Men, women, neither or both?
After observing me take a patient history, the medical student at the HIV clinic the other day commented, "We just finished a module on how to ask patients about their sexual practices. They taught us all these ways to be sensitive and non-judgmental. We practiced saying things like, 'Some women like to have sex with men, and some women like to have sex with women . . .'" She concluded enthusiastically, "But I like your way much better!"
My way is to simply ask, "Do you have sex with men, women, neither or both?"
I find the point-blank question much more efficient than a carefully crafted conversation of gentle prodding and suggestions. It's such a naked question that it's completely stripped of any judgment.
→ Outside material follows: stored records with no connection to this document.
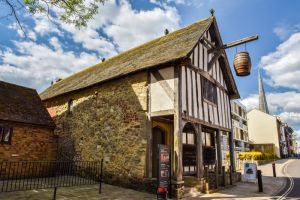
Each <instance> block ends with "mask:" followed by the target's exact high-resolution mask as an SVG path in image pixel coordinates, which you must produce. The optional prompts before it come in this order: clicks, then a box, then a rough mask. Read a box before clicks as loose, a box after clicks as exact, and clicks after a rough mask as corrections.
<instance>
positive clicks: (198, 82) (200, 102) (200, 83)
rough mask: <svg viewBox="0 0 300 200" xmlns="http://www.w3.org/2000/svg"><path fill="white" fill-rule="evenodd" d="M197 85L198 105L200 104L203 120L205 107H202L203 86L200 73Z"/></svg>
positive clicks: (197, 79)
mask: <svg viewBox="0 0 300 200" xmlns="http://www.w3.org/2000/svg"><path fill="white" fill-rule="evenodd" d="M197 85H198V88H197V89H198V105H199V108H198V110H199V119H202V120H203V107H202V93H201V92H202V88H201V79H200V75H199V74H197Z"/></svg>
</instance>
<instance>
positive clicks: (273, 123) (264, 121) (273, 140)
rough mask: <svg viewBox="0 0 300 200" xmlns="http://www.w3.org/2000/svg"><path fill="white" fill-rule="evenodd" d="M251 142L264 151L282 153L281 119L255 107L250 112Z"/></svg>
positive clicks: (281, 132)
mask: <svg viewBox="0 0 300 200" xmlns="http://www.w3.org/2000/svg"><path fill="white" fill-rule="evenodd" d="M247 118H248V131H249V142H250V143H251V144H255V145H256V147H259V149H260V151H262V152H269V153H274V154H276V155H277V156H278V157H281V155H280V151H281V149H280V146H281V145H280V143H281V137H282V134H281V133H282V131H281V130H282V129H281V121H280V120H279V119H278V118H277V117H275V116H272V115H270V114H267V113H265V112H262V111H260V110H258V109H253V110H251V111H249V112H248V114H247Z"/></svg>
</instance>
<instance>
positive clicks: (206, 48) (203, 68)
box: [181, 30, 231, 130]
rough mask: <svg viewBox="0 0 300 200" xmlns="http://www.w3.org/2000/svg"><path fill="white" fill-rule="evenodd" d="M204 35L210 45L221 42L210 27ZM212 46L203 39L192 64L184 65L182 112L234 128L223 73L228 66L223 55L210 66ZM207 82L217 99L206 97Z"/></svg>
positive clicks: (228, 93) (198, 118)
mask: <svg viewBox="0 0 300 200" xmlns="http://www.w3.org/2000/svg"><path fill="white" fill-rule="evenodd" d="M203 37H205V38H206V40H208V41H209V42H210V43H211V44H215V43H217V42H220V41H217V38H216V37H215V36H213V35H212V34H211V31H209V30H208V31H206V32H205V33H204V35H203ZM209 48H210V47H209V46H207V45H206V44H205V43H204V42H202V41H201V39H200V41H199V42H198V43H197V44H196V46H195V48H194V49H193V51H192V52H191V54H190V56H189V58H190V65H186V66H182V67H181V94H182V96H181V101H182V104H181V105H182V107H181V111H182V115H183V116H185V117H186V118H189V119H193V120H196V121H197V120H198V121H200V122H203V123H207V124H208V125H212V126H215V127H221V128H223V129H226V130H229V129H231V115H230V98H229V91H228V86H227V84H226V81H225V75H226V74H225V73H224V70H225V69H224V68H226V67H227V66H226V65H225V64H226V63H225V62H224V61H223V60H222V59H224V58H218V59H217V60H216V61H215V62H214V63H213V64H212V65H211V67H209V63H210V62H211V60H212V59H213V57H214V55H215V54H214V53H209V51H208V50H209ZM225 59H226V58H225ZM207 81H209V84H208V85H213V87H214V88H215V89H213V93H214V94H213V95H215V96H216V99H217V100H216V101H211V100H207V99H206V98H205V95H206V94H203V92H204V91H205V90H207V88H205V87H208V86H207V84H206V85H205V84H204V82H207ZM209 87H210V86H209Z"/></svg>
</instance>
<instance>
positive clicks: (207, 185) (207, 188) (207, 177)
mask: <svg viewBox="0 0 300 200" xmlns="http://www.w3.org/2000/svg"><path fill="white" fill-rule="evenodd" d="M204 173H205V192H206V193H208V192H209V175H208V167H207V166H205V167H204Z"/></svg>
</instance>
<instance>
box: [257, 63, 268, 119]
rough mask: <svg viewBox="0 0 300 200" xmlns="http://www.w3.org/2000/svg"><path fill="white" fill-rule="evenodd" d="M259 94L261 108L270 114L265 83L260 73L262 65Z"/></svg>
mask: <svg viewBox="0 0 300 200" xmlns="http://www.w3.org/2000/svg"><path fill="white" fill-rule="evenodd" d="M258 95H259V110H260V111H262V112H264V113H267V114H270V113H269V108H268V104H267V99H266V95H265V90H264V85H263V81H262V78H261V74H260V67H259V68H258Z"/></svg>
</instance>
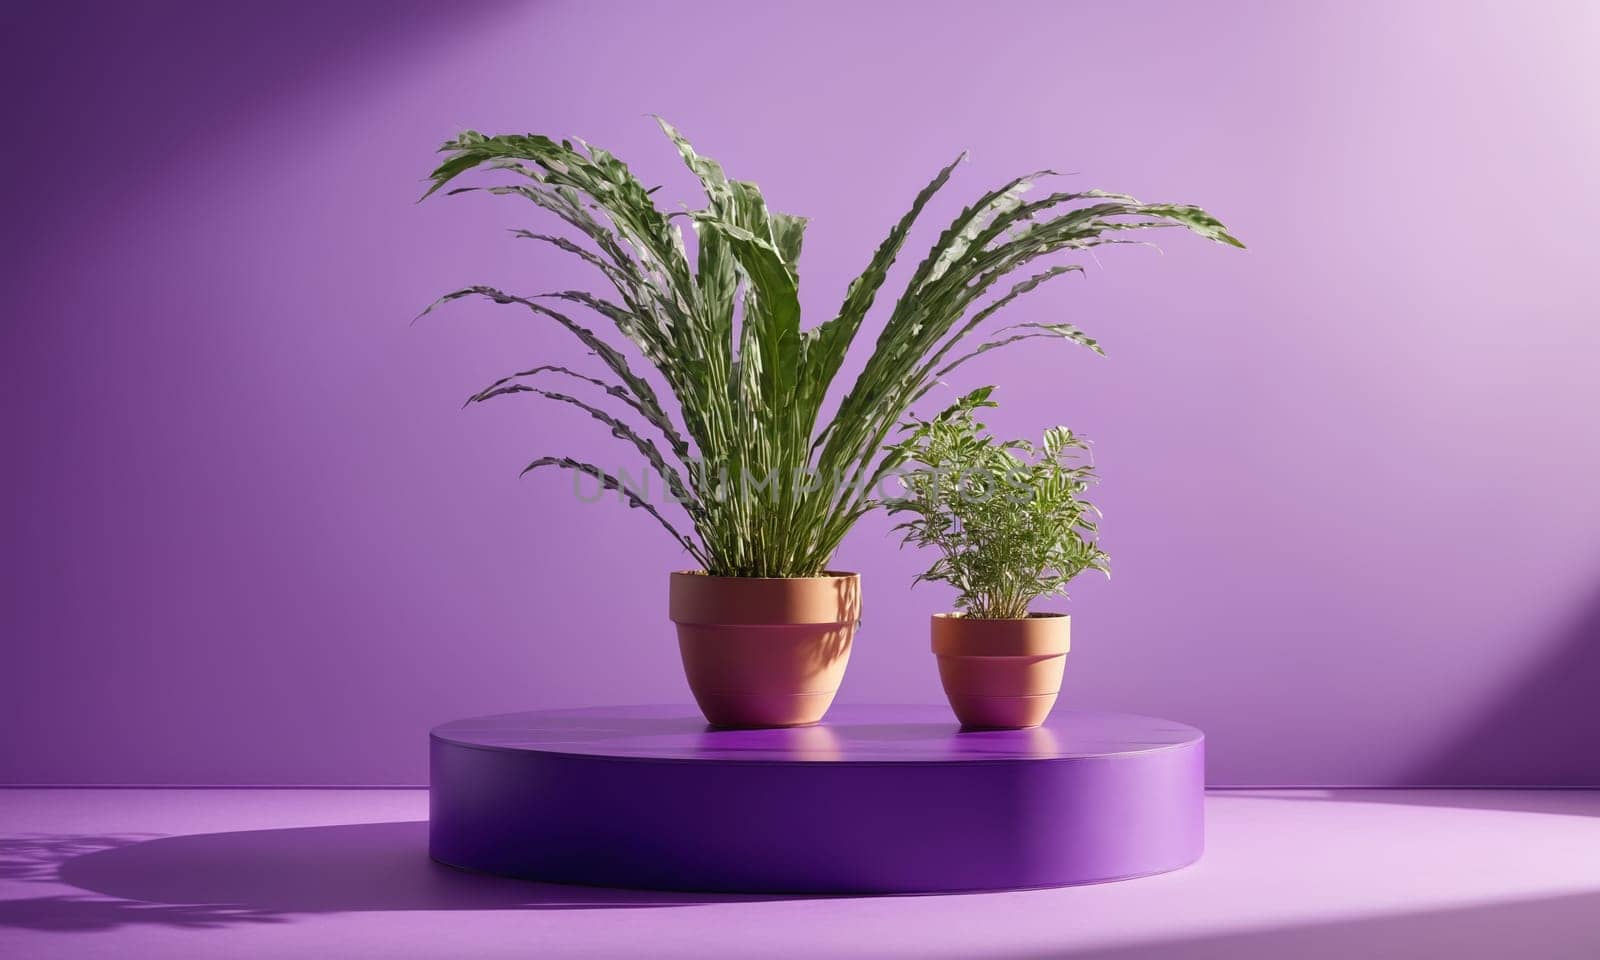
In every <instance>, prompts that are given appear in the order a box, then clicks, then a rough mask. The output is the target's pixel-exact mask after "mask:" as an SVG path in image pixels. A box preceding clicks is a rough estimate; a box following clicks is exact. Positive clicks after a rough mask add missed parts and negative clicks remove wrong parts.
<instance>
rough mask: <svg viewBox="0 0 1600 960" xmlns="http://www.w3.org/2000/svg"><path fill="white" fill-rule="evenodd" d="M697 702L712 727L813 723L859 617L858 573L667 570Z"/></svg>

In my opinion, the more you fret and fiddle about how to phrase the question, the more room there is to offend or make the patient uncomfortable.
No one's ever batted an eye at my question, and I've posed it countless times, to eighty-year-old professors, married women from Langley, and single men living in the West End. I ask it of everyone, however obvious their orientation might seem, because, if I still had the capacity to be surprised by people's answers, I would be.

So what caused you to lose your capacity to be surprised?
Posted by: The Other Pete | Tuesday, May 13, 2008 at 10:20 AM
Being surprised so often by people's private lives that I've learned never to make assumptions based on appearance/age/culture/profession.
Married fathers of five going to gay bathhouses, seniors having affairs, etc.
By the end of medical school I had learned to ask the important questions of everyone, regardless. Substance use is another good example.
Posted by: Martina | Wednesday, May 14, 2008 at 06:41 AM
Wow, you get it... you honestly get it.
"In my opinion, the more you fret and fiddle about how to phrase the question, the more room there is to offend or make the patient uncomfortable."
Posted by: Sandra Ree | Wednesday, May 14, 2008 at 07:19 AM
One of my personal favourites was a woman in her 70's 'confessing' to her current use of pot. You just never know.
Posted by: Lisa G | Wednesday, May 14, 2008 at 08:33 PM
Retired now after 30 years dental assisting - something I realized very quickly is that I should never guess orientation of a pt -
Posted by: JeanMac | Thursday, May 15, 2008 at 09:36 PM
Thank you! I second everything you say in this post.
Posted by: James | Tuesday, May 20, 2008 at 01:50 PM
This is how my med school taught us to do it. And moving to a small town, EVERYBODY looks at me oddly when I say it.
But at least it's out there, and most people, even the most shocked ones, will have a good belly laugh and give an honest answer.
Posted by: red rabbit | Tuesday, May 20, 2008 at 08:09 PM
I like it. It reminds me of those multiple choice board questions -- a, b, both, neither.
Posted by: Marianas Eye | Thursday, May 29, 2008 at 03:53 AM
And when in doubt, choose 'c'?
Posted by: Martina | Thursday, May 29, 2008 at 07:04 AM
I like your approach much better since it's just seeking basic information in a dispassionate manner that indicates that you're just getting information, and their answer is not going to bring a judgment from you.
If you have to make a disclaimer first it will just remind them that some people think some kinds of sex are taboo and heighten the discomfort.
I guess in some places or times a reassurance of non-judgment and privacy would be appropriate. Maybe in heavily religious cultures in which taboos are strong or legally punishable. But in today's world in most places in the U.S. I don't see the point in soothing the patient first.